Atestado de Óbito: Morte por Causa Externa e IML

UFRGS/HCPA - Hospital de Clínicas de Porto Alegre (RS) — Prova 2025

Enunciado

Homem de 21 anos sofreu picada de cobra (espécie não identificada) no membro inferior esquerdo (MIE) que causou lesão necrótica extensa e profunda. Após 24 horas, foi internado na UTI com alteração da coagulação, celulite extensa no MIE, sepse e necessidade de ventilação mecânica. No sétimo dia, passou a apresentar anúria, acidose, insuficiência renal aguda e hiperpotassemia, evoluindo com parada cardiorrespiratória refratária e indo a óbito.

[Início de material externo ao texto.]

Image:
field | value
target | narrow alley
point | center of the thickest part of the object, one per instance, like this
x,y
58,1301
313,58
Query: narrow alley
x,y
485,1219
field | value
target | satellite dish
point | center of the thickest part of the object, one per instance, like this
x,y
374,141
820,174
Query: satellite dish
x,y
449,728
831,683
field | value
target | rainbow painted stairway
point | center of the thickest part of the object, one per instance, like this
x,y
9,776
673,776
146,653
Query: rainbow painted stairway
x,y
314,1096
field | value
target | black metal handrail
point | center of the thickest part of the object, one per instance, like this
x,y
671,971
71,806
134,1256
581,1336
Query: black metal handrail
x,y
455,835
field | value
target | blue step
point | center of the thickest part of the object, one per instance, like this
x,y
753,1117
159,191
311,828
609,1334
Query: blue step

Assinale a assertiva correta sobre o fornecimento do atestado de óbito.

Alternativas

  1. A) Por se tratar de causa renal, o mais adequado é que a equipe da Nefrologia forneça o atestado de óbito.
  2. B) Como a etiologia da nefrite é obscura, é recomendável propor à família que seja realizada necropsia no Serviço de Patologia do hospital, o qual fornecerá o atestado de óbito.
  3. C) Como a equipe assistencial conhece o caso e seguindo o que recomenda o Código de Ética Médica, o plantonista da UTI deve fornecer o atestado de óbito, indicando insuficiência renal aguda como causa principal.
  4. D) A equipe médica está impedida de fornecer o atestado de óbito e deve indicar a realização de exame anatomopatológico no Instituto Médico Legal.

Pérola Clínica

Morte por causa externa (ex: picada de cobra, trauma) → IML é responsável pelo atestado de óbito.

Resumo-Chave

Em casos de morte por causa externa, violenta ou não natural (como picada de cobra, mesmo com complicações), o médico assistente não deve emitir o atestado de óbito. A responsabilidade recai sobre o Instituto Médico Legal (IML), que realizará o exame cadavérico para determinar a causa mortis.

Contexto Educacional

A emissão do atestado de óbito é um ato médico de grande responsabilidade legal e ética. Ele não apenas certifica o falecimento, mas também registra a causa da morte, com implicações para a família, saúde pública e investigações legais. A correta classificação da causa mortis é fundamental para a epidemiologia e para a justiça. A legislação brasileira e o Código de Ética Médica estabelecem diretrizes claras sobre quem deve emitir o atestado de óbito. Em geral, o médico assistente é responsável por mortes naturais com causa bem definida. No entanto, em situações de morte por causa externa (traumas, envenenamentos, acidentes, suicídios, homicídios) ou mortes suspeitas, a responsabilidade é transferida para o Instituto Médico Legal (IML). É crucial que o residente compreenda essa distinção. Mesmo que o paciente tenha sido acompanhado por dias na UTI e a equipe conheça as complicações clínicas que levaram ao óbito, se a origem do quadro foi uma causa externa (como a picada de cobra neste caso), o IML deve ser acionado. A necropsia médico-legal determinará a causa jurídica da morte, garantindo a integridade do processo legal e ético.

Perguntas Frequentes

Quando o médico assistente não pode emitir o atestado de óbito?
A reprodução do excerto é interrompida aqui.